Robert Podoliński: Remis bez straty gola uważam za pozytyw
- Po 0:6 z Wisłą Kraków, w Łęcznej straciliśmy jednego gola z rzutu karnego, a dziś czyste konto, to jest baza do dalszej pracy. Wiem w jakim momencie jest ten zespół i ile przed nim pracy. Będę jednak doszukiwał się pozytywów i za to uważam ten remis bez straty bramki - powiedział po meczu z Koroną trener Podbeskidzia, Robert Podoliński.
fot. Polska Press
Robert Podoliński (Podbeskidzie Bielsko-Biała): Przyjęliśmy razem z zespołem system małych kroków.

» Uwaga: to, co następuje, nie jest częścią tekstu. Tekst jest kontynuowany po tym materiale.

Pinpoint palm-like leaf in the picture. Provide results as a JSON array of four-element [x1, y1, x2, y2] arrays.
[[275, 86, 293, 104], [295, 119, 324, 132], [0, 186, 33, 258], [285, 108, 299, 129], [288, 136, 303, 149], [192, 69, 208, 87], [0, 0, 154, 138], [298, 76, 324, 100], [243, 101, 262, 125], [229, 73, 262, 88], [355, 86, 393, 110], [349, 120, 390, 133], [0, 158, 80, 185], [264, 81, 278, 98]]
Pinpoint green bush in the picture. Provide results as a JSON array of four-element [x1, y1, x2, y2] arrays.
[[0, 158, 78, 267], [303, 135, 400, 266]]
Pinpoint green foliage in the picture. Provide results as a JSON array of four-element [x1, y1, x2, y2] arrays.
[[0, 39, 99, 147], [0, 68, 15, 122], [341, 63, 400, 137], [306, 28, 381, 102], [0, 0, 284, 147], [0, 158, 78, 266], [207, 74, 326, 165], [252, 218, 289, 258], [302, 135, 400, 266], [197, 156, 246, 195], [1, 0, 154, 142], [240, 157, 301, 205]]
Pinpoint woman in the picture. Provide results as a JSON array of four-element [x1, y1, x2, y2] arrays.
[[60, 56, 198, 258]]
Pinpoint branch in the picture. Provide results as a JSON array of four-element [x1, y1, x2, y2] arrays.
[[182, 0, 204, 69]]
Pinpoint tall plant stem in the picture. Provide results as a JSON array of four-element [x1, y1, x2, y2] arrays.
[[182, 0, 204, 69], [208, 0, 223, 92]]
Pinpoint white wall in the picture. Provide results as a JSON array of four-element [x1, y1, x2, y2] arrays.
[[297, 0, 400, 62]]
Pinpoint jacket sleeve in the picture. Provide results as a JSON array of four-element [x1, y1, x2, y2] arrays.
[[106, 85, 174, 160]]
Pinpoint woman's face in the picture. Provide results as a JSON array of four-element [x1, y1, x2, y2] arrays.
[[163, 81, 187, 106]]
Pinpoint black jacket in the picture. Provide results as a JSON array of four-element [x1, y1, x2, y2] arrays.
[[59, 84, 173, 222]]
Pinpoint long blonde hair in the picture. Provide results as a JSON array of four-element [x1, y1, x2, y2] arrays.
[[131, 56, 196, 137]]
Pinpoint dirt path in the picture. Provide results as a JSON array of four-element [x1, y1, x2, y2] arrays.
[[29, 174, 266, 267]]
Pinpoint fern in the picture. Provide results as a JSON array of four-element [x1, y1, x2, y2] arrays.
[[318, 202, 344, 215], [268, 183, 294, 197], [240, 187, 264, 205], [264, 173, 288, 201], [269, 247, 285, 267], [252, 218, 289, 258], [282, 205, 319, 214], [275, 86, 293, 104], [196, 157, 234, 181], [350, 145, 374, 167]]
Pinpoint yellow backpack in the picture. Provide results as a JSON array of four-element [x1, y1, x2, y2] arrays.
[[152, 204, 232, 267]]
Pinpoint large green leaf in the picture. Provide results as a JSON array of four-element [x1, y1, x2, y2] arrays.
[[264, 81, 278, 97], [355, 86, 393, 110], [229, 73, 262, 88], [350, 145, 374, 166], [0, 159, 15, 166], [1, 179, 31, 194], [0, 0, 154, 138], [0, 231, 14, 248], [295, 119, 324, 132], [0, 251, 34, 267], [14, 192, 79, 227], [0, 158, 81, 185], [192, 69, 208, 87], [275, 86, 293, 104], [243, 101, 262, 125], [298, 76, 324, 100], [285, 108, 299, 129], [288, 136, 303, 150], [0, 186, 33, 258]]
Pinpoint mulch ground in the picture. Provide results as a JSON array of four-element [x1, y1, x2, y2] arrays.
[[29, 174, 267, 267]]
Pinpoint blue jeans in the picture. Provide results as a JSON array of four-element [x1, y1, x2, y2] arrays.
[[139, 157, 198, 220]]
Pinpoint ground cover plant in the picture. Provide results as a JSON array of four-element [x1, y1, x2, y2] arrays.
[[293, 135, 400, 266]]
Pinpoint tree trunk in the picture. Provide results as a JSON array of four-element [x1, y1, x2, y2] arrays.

Jeden z nich udało się dzisiaj dokonać, między innymi dzięki dobrej postawie Zubasa w bramce, to jest poprawę jakości gry defensywnej. Po 0:6 z Wisłą Kraków, w Łęcznej straciliśmy jednego gola z rzutu karnego, a dziś czyste konto, to jest baza do dalszej pracy. Wiem w jakim momencie jest ten zespół i ile przed nim pracy. Będę jednak doszukiwał się pozytywów i za to uważam ten remis bez straty bramki.
Zmiana Roberta Demjana podyktowana była naszą grą w środku pola. Graliśmy na dwóch napastników i w środku to Korona miała przewagę. My natomiast mieliśmy dużo niecelnych podań, gra była rwana i kosztowała nas wiele sił. Ponadto cały poprzedni tydzień z urazami zmagali się właśnie Demjan, Szczepaniak i Kowalski i dziś w meczu zobaczyliśmy ich tylko dzięki ich charakterowi, ile to kosztowało ich bólu to tylko oni wiedzą.